Did you miss the part about the motor bike indicating to turn left?
Or do motor bikes have no responsibility?

I sympathise with the driver and while I tend to wait until those indicating commence their turn, I would attribute some blame to the motor bike.


----------



## j26 (1 Jul 2009)

Romulan said:


> Did you miss the part about the motor bike indicating to turn left?
> Or do motor bikes have no responsibility?
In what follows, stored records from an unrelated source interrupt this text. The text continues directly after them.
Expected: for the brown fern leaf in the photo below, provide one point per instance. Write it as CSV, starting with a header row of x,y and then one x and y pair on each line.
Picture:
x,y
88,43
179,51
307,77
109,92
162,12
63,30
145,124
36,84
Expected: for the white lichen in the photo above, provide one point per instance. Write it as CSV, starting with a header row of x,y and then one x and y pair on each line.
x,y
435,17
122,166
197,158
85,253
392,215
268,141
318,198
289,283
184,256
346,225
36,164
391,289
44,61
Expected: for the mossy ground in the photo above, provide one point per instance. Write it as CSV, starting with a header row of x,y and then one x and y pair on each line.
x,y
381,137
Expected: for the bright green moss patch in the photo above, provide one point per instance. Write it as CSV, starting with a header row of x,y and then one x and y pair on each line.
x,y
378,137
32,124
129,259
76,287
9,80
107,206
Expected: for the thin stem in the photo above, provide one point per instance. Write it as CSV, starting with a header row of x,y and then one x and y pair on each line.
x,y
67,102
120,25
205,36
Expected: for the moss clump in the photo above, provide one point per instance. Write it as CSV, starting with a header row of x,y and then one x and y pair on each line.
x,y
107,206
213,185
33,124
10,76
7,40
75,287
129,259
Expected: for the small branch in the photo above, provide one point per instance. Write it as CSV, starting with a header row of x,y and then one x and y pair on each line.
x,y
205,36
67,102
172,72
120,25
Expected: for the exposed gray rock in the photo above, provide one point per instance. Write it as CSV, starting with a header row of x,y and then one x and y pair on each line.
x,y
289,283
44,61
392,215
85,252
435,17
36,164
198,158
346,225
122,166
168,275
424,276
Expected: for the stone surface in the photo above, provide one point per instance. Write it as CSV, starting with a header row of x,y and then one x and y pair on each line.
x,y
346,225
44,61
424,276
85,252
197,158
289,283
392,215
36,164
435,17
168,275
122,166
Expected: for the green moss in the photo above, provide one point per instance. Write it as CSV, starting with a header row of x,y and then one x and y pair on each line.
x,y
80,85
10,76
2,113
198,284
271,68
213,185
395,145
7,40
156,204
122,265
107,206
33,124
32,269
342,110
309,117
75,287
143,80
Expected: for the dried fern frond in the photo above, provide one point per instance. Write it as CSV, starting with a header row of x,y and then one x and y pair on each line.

I remember the basic driving lesson was that you never trust an indicator on a car or bike.  There's very limited defence to be had from that.


----------



## mathepac (1 Jul 2009)

Romulan said:


> ... Or do motor bikes have no responsibility? ...


You'll probably discover that he's had charges threatened - failure to stop in time to avoid a collision, riding without due care & attention, etc.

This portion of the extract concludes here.